Each point on the score plots corresponds to an individual animal, to expose specific grouping and the relationship between the samples. Each dot on the loading plot represents a single NMR spectral area or bin, illustrating the significance of each metabolite for the variation described [22].

Identification and quantification of the metabolites in spectra was accomplished using Chenomx NMR Suite 7.6 software (Chenomx, Alberta, Canada) [23], focusing on the peaks of the spectra that differentiate the groups. Chenomx software uses targeted profiling to reduce analysis time, combining advanced analysis tools with a compound library of approximately 300 metabolites [24]. Once the changes in metabolite concentrations had been determined, the pathways affected by the respective metabolites were identified using online KEGG database.

Statistical analysis

All data evaluated the differences between the control and treatment groups and were expressed as mean ± standard error. The data were analyzed to determine the effect of BaP relative to distilled water, while the animals were fed a high fat diet. The significance of anthropometric measurements and plasma lipid concentrations were determined using one-way ANOVA tests (IBM SPSS, Chicago, IL). All multivariate data analysis and modeling were accomplished using PCA and PLS-DA. PLS correlations were calculated to investigate the relationships between plasma lipid profile and the metabolomic profile of the hypercholesterolemic hamsters. Identification and quantification of metabolites was performed using Chenomx 7.6 software and the significance between the groups was determined using two-tailed Student t-test (Excel, Microsoft Office, Redmond, WA). Significance was defined at P < 0.05.

Results

Metabolic effects of high-fat diet and BaP supplementation

Animals were fed a high fat diet and water for the first four weeks of the study, the end point for the T0 group. After four weeks, groups T3, T7, T10, T14, and T21 received BaP as their drinking fluid for 3, 7, 10, 14, and 21 days, respectively, while continuing to consume the high fat diet. Animals were sacrificed at different time points, based on the number of days they were designed to receive BaP treatment. The net body weight gain for the first 4 weeks of the study, as well as the food efficiency ratio (g gained/g feed) was statistically significant in group T7 (P < 0.05, Table 2) when compared with controls. The ratio of fluid/water intake and the ratio of liver weight/body weight were not statistically different when compared with the T0 group (Table 2). While on treatment with BaP, all animals survived the duration of the study and no abnormal characteristics related to the physiology of the animals were noted.
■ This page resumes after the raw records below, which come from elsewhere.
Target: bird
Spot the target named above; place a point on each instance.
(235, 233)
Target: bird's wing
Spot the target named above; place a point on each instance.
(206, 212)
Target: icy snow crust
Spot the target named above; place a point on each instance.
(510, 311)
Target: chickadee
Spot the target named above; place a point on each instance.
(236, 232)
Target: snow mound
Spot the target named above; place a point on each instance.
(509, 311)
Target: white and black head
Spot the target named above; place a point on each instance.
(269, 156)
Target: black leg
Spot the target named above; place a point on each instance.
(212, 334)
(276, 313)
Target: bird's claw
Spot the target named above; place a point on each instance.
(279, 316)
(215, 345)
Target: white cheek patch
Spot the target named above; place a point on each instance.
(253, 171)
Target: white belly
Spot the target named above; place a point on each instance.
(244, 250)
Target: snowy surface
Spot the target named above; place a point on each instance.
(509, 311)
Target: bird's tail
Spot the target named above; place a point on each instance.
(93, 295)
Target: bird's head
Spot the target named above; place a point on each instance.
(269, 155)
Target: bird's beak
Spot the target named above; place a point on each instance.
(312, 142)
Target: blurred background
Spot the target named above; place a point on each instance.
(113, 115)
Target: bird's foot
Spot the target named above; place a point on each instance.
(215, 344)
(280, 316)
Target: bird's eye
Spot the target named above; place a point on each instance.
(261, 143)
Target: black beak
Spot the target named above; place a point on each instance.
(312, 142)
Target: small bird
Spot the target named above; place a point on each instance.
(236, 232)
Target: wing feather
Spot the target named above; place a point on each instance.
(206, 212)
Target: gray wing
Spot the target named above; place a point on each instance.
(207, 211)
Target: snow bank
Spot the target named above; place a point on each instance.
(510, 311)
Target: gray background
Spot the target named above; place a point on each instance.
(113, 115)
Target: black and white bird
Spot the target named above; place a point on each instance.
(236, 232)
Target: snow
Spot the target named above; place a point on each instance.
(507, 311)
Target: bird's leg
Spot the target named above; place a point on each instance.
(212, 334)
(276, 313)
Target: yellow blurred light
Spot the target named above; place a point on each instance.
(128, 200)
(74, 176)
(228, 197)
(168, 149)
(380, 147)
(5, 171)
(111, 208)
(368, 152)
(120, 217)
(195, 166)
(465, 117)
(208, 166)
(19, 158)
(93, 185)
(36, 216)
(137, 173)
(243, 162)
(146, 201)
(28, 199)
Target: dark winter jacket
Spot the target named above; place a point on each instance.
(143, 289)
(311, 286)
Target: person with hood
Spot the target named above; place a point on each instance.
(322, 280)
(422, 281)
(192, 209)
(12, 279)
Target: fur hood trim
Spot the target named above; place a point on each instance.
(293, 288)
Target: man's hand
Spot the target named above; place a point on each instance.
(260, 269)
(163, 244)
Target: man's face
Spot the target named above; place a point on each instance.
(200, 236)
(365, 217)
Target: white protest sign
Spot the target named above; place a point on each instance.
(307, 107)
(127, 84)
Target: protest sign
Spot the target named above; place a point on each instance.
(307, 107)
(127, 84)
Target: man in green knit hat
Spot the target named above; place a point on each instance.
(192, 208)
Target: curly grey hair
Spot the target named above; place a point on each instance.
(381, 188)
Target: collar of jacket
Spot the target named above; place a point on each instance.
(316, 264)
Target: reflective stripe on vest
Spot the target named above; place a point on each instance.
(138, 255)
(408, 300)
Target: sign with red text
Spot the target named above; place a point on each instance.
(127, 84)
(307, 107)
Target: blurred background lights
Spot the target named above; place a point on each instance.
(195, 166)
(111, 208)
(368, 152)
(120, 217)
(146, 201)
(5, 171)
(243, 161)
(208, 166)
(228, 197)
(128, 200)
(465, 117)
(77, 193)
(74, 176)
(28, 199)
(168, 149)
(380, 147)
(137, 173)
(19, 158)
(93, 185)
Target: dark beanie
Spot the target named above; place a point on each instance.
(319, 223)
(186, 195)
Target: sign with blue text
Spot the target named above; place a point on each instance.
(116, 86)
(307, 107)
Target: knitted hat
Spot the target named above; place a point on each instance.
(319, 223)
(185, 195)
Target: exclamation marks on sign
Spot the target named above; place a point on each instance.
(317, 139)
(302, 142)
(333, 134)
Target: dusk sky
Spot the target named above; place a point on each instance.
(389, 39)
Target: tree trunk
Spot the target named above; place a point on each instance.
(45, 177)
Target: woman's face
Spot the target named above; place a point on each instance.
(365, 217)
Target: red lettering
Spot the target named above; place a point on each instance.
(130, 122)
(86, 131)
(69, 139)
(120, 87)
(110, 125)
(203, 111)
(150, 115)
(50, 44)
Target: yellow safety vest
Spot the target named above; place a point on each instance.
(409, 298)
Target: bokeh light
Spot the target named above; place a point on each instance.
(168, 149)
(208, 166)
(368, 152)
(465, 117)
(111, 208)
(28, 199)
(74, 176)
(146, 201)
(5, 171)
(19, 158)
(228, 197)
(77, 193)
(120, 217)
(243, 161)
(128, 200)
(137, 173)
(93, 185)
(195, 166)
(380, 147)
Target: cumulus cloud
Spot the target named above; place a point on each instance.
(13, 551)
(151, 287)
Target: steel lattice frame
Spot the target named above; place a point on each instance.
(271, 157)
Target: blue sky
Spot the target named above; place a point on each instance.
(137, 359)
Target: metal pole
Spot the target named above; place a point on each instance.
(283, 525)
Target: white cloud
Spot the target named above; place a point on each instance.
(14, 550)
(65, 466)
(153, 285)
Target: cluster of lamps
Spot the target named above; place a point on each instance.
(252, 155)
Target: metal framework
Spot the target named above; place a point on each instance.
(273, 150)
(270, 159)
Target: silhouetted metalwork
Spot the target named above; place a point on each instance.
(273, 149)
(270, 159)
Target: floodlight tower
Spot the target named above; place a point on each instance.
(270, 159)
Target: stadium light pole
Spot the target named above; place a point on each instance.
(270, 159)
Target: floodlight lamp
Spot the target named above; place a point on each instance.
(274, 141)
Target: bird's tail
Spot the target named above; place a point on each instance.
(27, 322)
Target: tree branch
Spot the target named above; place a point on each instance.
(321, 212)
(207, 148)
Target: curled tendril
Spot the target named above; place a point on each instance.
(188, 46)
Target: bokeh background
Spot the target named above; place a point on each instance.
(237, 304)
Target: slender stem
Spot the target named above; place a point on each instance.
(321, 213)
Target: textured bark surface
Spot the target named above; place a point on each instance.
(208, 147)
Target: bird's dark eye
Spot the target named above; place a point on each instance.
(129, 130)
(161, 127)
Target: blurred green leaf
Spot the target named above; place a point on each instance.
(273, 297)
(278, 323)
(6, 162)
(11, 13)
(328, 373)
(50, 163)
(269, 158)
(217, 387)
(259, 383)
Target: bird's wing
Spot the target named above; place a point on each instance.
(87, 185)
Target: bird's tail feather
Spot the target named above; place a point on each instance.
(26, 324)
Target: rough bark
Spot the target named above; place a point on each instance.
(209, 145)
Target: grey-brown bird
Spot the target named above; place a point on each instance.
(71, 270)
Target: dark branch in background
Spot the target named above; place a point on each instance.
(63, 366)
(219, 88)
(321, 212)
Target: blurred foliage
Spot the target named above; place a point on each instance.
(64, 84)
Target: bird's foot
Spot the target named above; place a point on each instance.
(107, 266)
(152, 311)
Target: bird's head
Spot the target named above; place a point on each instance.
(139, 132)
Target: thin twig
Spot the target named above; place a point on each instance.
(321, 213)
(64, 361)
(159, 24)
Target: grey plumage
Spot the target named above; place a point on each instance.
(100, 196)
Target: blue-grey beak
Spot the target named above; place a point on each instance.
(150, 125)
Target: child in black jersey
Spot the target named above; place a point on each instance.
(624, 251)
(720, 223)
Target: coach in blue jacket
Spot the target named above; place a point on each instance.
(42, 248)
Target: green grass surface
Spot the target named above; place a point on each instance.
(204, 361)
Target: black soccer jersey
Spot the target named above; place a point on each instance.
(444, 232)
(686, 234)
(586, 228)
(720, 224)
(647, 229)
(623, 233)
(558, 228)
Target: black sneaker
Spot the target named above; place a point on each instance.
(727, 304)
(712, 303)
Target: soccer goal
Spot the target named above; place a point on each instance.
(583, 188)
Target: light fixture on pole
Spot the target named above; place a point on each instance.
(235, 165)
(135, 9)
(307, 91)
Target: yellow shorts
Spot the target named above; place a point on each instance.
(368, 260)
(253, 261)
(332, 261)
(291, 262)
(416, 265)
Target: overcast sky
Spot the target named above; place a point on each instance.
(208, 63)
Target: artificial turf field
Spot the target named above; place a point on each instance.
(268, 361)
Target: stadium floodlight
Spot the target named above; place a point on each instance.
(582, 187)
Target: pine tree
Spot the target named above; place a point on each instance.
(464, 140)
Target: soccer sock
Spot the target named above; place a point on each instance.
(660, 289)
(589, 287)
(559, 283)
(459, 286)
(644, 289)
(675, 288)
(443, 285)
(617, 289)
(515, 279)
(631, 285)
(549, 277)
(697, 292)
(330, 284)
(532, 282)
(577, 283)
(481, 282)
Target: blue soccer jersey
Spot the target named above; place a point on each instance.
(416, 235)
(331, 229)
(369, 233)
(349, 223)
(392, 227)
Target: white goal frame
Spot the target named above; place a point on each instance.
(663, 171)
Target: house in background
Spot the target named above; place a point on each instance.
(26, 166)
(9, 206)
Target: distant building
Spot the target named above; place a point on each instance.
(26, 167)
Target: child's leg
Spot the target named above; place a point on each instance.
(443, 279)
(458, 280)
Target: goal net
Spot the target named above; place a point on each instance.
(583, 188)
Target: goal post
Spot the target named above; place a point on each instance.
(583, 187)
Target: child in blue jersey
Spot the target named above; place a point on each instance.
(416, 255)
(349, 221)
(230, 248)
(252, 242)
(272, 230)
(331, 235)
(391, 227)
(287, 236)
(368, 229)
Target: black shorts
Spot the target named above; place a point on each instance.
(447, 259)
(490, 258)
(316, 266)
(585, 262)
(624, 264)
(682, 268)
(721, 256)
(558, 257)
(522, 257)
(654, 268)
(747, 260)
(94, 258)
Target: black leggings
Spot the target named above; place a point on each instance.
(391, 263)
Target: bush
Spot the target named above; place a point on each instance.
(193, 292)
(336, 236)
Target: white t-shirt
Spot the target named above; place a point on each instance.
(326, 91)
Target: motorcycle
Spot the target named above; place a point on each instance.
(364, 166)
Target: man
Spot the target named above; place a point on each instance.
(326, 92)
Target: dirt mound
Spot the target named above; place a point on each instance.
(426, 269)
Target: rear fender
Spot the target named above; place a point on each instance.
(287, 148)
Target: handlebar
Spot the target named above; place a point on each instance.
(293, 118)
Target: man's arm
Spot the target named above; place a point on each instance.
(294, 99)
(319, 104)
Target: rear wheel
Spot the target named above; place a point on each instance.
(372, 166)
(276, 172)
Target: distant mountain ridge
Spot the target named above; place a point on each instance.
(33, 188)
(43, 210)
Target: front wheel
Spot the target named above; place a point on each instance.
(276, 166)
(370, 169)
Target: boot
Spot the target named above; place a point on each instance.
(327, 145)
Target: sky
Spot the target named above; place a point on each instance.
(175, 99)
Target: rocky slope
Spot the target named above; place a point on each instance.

Table 2 Anthropometrics of hypercholesterolemic male hamsters receiving BaP treatment for 0, 3, 7, 10, 14, and 21 days

Plasma lipid and lipoprotein profile

Plasma lipid profiles of the hypercholesterolemic hamsters were measured enzymatically to determine the therapeutic effect of BaP when administrated as the drinking fluid. Plasma TG and TC were not significantly reduced in the treatment groups, as compared with the control group (T0). However, the TC/HDL-C ratio was significantly lower in all treatment groups when compared with the control T0 group (P < 0.001, Table 3). The concentration of HDL-C was significantly increased in the T3 group (P < 0.05), as well as in the T21 group (P < 0.001), when compared with the controls. Consumption of BaP also significantly reduced the non-HDL cholesterol in all groups, as compared with the control animals (P < 0.01). These results corroborate with our previous findings that ingestion of PAZ and its biologically active fraction improves the plasma lipoprotein profile by significantly increasing the HDL-C concentrations, while decreasing the non-HDL cholesterol and TC/HDL-C ratio in hypercholesterolemic hamsters, both as preventative (previous study) and therapeutic (current study) agent.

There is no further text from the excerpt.